Sample preparation and flow cytometry analysis
Spleen and tumor samples were processed into single-cell suspensions. For surface molecule detection, cells were stained with fluorochrome-conjugated antibodies for 15 min at room temperature in the dark. To detect intracellular molecules, including cFLIP, MCL-1, BCL2, COX2, and FOXP3, cells were stained with surface markers followed by intracellular staining using the Foxp3 Transcription Factor Staining Buffer Set (eBioscience). For cytokine intracellular staining, T cells in splenocytes or tumor cell suspensions were stimulated with the GolgiPlug Leukocyte Activation Cocktail (BD Biosciences) for 3.5 hours at 37°C. Cells were harvested and surface stained, followed by cytokine staining using the Fixation/Permeabilization Solution Kit (BD Biosciences). For detection of mCD19CAR expression in transduced murine T cells, polyclonal mouse anti-rat-F(ab′)2 antibody was used to detect 1D3 scFv with normal polyclonal mouse IgG antibody as the isotype control. For detection of hCD19CAR expression in transduced human T cells, biotinylated L protein was used to stain cells followed by PE-conjugated streptavidin (SA) as described previously.33 For intracellular ROS measurement, ROS was detected using the cell permeant CM-H2DCFDA (ThermoFisher) as previously described.13 To evaluate tumor cell death triggered by DR5 signaling, 96-well protein A-coated plates (Pierce) were used to coat MD5-1, a DR5 agonist antibody, as previously described.34 In brief, wells in a protein A-coated plate were coated with 50 µL phosphate-buffered saline (PBS) or purified MD5-1 antibody (10 mg/mL) at 4°C overnight and washed with PBS before use. 1.0×105 A20 or A20.DR5KO cells were seeded into each well in 200 µL culture media not containing 2-mercaptoethanol. DMSO or indomethacin was added to PBS or MD5-1-coated wells as indicated. After overnight culture at 37°C, cells were harvested for Annexin V staining (BioLegend) following manufacturer’s instruction. DAPI (0.5 µg/mL) was added to cells before flow cytometry analysis.

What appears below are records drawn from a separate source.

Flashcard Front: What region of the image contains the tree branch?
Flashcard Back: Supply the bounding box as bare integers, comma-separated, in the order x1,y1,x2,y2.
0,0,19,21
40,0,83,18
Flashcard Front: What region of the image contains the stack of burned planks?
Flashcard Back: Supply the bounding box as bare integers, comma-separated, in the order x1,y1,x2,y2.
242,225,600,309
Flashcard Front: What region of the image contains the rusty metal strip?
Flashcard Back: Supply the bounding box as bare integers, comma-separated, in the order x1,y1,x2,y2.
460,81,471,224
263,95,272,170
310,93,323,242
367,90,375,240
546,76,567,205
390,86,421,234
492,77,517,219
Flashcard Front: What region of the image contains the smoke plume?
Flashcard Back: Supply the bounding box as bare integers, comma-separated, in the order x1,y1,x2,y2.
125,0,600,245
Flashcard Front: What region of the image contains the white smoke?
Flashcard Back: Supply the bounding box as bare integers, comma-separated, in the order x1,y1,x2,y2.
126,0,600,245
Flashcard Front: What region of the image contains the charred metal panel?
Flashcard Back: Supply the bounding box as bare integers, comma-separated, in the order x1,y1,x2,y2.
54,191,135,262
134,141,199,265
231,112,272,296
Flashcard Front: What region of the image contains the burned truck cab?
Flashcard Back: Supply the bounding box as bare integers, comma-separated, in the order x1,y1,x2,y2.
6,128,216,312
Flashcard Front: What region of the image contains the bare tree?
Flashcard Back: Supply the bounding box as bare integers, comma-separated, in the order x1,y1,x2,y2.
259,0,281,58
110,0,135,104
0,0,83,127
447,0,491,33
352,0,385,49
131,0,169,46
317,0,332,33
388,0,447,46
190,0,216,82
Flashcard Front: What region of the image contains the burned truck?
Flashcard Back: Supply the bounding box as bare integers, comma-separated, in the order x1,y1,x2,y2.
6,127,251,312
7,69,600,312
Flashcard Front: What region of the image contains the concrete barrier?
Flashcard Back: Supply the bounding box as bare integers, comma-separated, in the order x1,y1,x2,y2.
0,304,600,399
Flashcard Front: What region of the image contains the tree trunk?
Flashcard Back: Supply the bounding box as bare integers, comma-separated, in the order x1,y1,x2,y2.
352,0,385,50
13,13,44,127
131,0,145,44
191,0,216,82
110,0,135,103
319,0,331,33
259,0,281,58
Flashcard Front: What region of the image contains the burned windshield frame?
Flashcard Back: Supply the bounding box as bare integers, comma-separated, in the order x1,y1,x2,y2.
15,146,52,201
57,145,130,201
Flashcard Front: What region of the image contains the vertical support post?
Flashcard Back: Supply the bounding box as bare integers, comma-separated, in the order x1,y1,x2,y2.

Bioluminescent imaging (BLI) was performed on a Spectral Advanced Molecular Imaging X (Ami X) system (Spectral Instruments Imaging) to detect tumor-infiltrating donor T cells as we previously described.35 Briefly, luciferase-carrying viruses were used to transduce donor T cells. Luciferase-labeled HA-specific CD4+ T cells or mCD19CAR T cells were used for adoptive transfer. For imaging, each mouse received an intraperitoneal injection of 150 mg/kg luciferin and was anesthetized by inhalation of 2% isoflurane. The photographic images were acquired and overlaid with pseudocolor luminescent images. All BLI data were analyzed using the Aura Imaging Software (Spectral Instruments Imaging). The luminescence signal in the tumor region was quantified as photon/sec as an indicator of the density of donor T cells in tumor.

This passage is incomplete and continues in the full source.